Die Verantwortung muss beim Entwickler bleiben. Autofirmen möchten sich immer gerne aus der Verantwortung stehlen, wie der Dieselskandal zeigt. Computer sind im wahrsten Sinne verantwortungslos. Wer garantiert die von John Cohn geforderten Regularien und Wachhunde? Laut Sarah Spiekermann gibt es keine intelligenten Maschinen. Es gibt auch keine perfekten Entwickler, die jeden Ausnahmefall mit einprogrammieren können. Wie verhindert man außerdem digitale Psychopathen und Kriminelle?

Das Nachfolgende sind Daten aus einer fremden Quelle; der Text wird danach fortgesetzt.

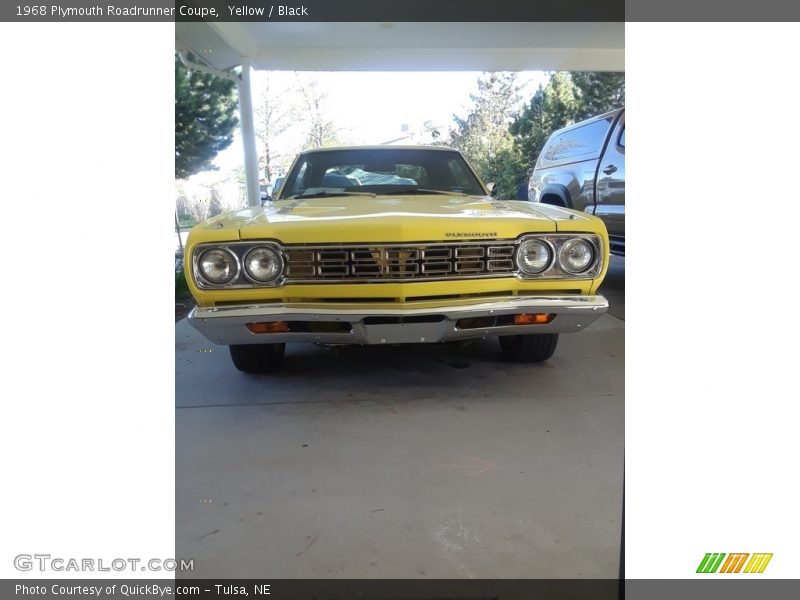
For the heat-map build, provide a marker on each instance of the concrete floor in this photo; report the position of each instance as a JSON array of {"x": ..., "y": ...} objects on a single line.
[{"x": 415, "y": 462}]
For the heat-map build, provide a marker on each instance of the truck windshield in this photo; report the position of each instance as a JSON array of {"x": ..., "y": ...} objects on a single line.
[{"x": 368, "y": 172}]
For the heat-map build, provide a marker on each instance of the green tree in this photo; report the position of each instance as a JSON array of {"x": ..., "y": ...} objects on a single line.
[
  {"x": 552, "y": 107},
  {"x": 205, "y": 119},
  {"x": 566, "y": 99},
  {"x": 598, "y": 92},
  {"x": 483, "y": 135}
]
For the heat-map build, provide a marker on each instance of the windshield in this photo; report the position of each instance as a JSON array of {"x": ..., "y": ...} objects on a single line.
[{"x": 371, "y": 172}]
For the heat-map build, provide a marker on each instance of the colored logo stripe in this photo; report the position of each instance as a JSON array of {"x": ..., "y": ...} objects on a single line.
[
  {"x": 734, "y": 563},
  {"x": 758, "y": 563},
  {"x": 710, "y": 562}
]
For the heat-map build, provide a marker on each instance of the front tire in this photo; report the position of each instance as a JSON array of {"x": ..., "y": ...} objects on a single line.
[
  {"x": 257, "y": 358},
  {"x": 529, "y": 348}
]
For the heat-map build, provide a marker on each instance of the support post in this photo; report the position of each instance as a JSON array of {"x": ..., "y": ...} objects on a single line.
[{"x": 249, "y": 136}]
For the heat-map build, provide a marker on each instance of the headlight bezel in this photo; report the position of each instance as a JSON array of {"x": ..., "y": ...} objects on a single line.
[
  {"x": 239, "y": 250},
  {"x": 562, "y": 262},
  {"x": 555, "y": 269},
  {"x": 200, "y": 275},
  {"x": 551, "y": 256},
  {"x": 253, "y": 279}
]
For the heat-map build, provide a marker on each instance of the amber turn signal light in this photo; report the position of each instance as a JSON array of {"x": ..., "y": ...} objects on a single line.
[
  {"x": 537, "y": 319},
  {"x": 274, "y": 327}
]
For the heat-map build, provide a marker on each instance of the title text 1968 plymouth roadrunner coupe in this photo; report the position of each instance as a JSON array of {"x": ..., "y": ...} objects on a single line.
[{"x": 393, "y": 245}]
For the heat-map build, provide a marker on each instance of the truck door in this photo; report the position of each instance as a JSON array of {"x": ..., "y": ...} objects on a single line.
[{"x": 610, "y": 190}]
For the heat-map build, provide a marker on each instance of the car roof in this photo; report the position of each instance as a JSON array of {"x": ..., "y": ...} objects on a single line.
[
  {"x": 380, "y": 147},
  {"x": 612, "y": 113}
]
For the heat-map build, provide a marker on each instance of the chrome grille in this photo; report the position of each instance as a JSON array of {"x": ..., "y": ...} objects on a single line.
[{"x": 399, "y": 262}]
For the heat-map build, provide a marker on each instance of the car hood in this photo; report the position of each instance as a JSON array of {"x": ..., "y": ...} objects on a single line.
[{"x": 405, "y": 218}]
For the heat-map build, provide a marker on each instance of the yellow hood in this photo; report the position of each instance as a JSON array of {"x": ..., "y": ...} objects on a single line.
[{"x": 410, "y": 218}]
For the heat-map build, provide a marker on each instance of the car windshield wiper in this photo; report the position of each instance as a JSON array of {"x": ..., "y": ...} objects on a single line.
[
  {"x": 327, "y": 194},
  {"x": 423, "y": 191}
]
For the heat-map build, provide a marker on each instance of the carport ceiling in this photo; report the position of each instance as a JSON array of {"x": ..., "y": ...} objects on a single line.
[{"x": 299, "y": 46}]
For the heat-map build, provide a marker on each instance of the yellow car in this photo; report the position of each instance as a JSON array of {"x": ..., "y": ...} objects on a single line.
[{"x": 393, "y": 245}]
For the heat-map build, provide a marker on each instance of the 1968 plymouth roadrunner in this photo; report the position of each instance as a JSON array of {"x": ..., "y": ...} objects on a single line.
[{"x": 393, "y": 245}]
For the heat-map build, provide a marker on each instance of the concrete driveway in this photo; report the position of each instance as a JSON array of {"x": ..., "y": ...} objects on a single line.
[{"x": 415, "y": 462}]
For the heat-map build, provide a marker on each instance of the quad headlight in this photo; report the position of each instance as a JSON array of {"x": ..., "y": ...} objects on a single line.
[
  {"x": 558, "y": 256},
  {"x": 575, "y": 256},
  {"x": 263, "y": 264},
  {"x": 218, "y": 266},
  {"x": 533, "y": 256}
]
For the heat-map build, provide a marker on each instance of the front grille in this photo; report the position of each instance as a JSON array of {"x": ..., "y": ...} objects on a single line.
[{"x": 399, "y": 262}]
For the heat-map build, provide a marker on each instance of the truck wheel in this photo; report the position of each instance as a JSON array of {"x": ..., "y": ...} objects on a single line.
[
  {"x": 257, "y": 358},
  {"x": 529, "y": 348}
]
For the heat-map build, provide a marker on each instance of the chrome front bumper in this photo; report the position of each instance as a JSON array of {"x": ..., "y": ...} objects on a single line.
[{"x": 228, "y": 325}]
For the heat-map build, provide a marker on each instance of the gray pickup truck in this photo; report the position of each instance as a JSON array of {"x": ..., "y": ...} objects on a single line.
[{"x": 583, "y": 167}]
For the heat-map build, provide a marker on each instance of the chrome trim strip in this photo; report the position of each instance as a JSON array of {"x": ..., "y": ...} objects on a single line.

An den Schaltpulten der Macht sitzen meistens egozentrische Macher, die dazu neigen, zuerst einmal etwas unter Gewinnmaximierung zu entwickeln oder loszutreten, ohne die Nachteile und Spätfolgen zu berücksichtigen. Beispiel Umwelt: Katalysatoren und Filter für Autos waren schon längst erfunden, bevor sie erst auf politischen Druck hin eingebaut wurden. Bedenkenträger und Skeptiker haben in unserer profitorientierten Gesellschaft selten Chancen. Gefährlich ist auch die Hybris von Zukunftsoptimisten. Viel wichtiger als die Entwicklung von KI bleibt die Förderung und Weiterentwicklung von menschlicher Intelligenz, die auch emotionale und soziale Kompetenz einschließt. Eine Welt ist erst dann perfekt, wenn sie human ist.

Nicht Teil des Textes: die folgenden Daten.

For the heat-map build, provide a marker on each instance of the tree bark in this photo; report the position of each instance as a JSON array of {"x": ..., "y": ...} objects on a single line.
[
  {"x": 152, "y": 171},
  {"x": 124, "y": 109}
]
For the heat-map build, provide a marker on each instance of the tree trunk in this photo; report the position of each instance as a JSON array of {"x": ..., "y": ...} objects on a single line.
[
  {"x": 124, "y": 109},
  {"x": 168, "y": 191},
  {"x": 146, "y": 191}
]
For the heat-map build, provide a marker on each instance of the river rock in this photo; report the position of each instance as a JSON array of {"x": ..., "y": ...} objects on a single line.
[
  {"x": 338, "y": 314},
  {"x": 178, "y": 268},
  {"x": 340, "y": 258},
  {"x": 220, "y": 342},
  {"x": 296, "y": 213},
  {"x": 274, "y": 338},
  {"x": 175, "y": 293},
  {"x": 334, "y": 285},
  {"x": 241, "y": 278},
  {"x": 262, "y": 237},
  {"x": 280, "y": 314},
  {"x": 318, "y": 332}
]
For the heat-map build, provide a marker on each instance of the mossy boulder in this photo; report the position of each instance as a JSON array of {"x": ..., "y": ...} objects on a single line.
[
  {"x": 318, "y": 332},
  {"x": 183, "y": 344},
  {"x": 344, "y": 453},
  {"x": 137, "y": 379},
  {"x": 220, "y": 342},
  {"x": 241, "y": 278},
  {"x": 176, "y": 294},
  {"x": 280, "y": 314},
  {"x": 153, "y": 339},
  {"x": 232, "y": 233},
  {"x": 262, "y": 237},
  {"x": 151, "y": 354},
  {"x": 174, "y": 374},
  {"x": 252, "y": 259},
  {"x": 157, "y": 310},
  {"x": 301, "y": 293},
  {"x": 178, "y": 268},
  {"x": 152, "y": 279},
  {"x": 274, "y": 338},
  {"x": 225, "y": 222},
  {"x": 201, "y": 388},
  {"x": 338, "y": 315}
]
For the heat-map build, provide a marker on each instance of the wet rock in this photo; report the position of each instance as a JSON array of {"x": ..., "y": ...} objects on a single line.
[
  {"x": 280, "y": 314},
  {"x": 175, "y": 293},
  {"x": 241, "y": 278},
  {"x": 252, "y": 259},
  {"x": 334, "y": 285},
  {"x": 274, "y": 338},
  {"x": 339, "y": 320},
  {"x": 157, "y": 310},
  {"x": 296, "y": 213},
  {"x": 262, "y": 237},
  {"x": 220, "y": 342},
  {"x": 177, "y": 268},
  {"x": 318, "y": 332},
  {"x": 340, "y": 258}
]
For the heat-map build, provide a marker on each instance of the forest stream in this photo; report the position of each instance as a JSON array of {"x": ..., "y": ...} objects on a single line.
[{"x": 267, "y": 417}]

Dr. Rudolf Lauck, Pforzheim

Schadensminimierung

Zweifellos sind selbsttätig agierende, selbstlernende Waffen ein absolutes NoGo. Künstliche Intelligenz (KI) in derartiger Anwendung muss geächtet werden. Jedoch: Solange - leider - Waffen in unserer Weltgemeinschaft als notwendig erachtet werden, sollte man jede Technologie nutzen, die helfen kann, zumindest weniger Leid und Zerstörung anzurichten, insbesondere an Unbeteiligten. Hierzu kann KI signifikant beitragen. Zum Beispiel könnte mittels KI ein von Menschen vorgegebenes Ziel besser als bisher identifiziert werden. Dies könnte als funktionale Voraussetzung für die Freigabe eines Angriffs geschaltet werden. Oder: Der Waffe könnten Kriterien vorgegeben werden, bei denen ein Angriff trotz positiver Zielidentifizierung nicht erfolgen darf (zum Beispiel unerwartete Unbeteiligte zu nahe). Mit so genutzter KI würden ausschließlich Ziele bekämpft, die vorher vom Menschen ausgewählt wurden. Fazit: Statt zu versuchen, KI in Waffensystemen pauschal zu ächten, sollte man besser versuchen, die militärische Nutzung von KI in Richtung einer Schadensminimierung zu kanalisieren.